When Hurricane Maria hit Puerto Rico with devastating force, making landfall on September 20, Vázquez was hunkered down at home. On a normal day, he would've been at work; not far away, at the Arecibo Observatory, the world's second-largest radio telescope. There, Vázquez is Director of Telescope Operations.
The 1,000-foot-wide dish has beamed SETI messages into deep space, and detected far-flung planets. Today, some of the only radio signals coming from Arecibo Observatory belong to Vázquez, and concern purely terrestrial matters.
After the storm barreled through the island, the Universities Space Research Association, which operates the facility out of Maryland, lost contact with its crew there. But within 36 hours, Vázquez could be heard on the airwaves, thanks to a ham radio rig in his house.
Everyone who sheltered at the observatory was safe, he said. A 96-foot-long antenna had crashed into the enormous dish, leaving gaping holes. One smaller dish had been lost.
The Category 4 tempest killed at least 10 people in Puerto Rico. An estimated 700 more were rescued from deadly floodwaters. Officials at the government-owned power corporation said it could take months to re-establish electricity across the country.

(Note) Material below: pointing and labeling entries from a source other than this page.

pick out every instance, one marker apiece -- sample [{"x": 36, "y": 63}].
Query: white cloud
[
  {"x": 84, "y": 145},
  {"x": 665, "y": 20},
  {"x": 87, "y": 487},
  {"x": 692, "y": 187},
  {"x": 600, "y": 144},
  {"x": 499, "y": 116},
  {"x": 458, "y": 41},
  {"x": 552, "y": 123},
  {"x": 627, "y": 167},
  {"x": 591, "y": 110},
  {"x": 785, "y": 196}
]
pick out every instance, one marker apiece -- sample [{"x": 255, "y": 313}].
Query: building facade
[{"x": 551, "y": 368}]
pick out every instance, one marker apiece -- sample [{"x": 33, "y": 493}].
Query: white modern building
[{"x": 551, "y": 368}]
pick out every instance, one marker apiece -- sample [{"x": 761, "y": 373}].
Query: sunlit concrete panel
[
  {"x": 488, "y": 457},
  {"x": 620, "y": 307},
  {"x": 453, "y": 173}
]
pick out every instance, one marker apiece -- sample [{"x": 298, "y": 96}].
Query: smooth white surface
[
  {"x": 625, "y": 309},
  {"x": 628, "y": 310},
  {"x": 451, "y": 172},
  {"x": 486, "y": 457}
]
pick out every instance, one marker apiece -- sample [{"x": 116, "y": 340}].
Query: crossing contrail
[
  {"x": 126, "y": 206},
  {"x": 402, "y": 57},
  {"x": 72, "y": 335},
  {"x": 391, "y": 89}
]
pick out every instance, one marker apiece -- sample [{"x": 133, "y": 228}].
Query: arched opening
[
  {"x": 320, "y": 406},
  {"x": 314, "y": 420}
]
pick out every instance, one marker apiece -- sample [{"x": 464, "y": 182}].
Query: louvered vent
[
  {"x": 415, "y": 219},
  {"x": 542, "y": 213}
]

President Trump's response to the crisis has been perfunctory. Over the weekend, for example, he tweeted 17 times about professional sports. While Puerto Ricans are suffering, he's made ill-timed comments about the island's debt.
Food, water, fuel, and battery power are running out. "If anyone can hear us… Help," pleaded San Juan's mayor, Carmen Yulín Cruz, on Saturday.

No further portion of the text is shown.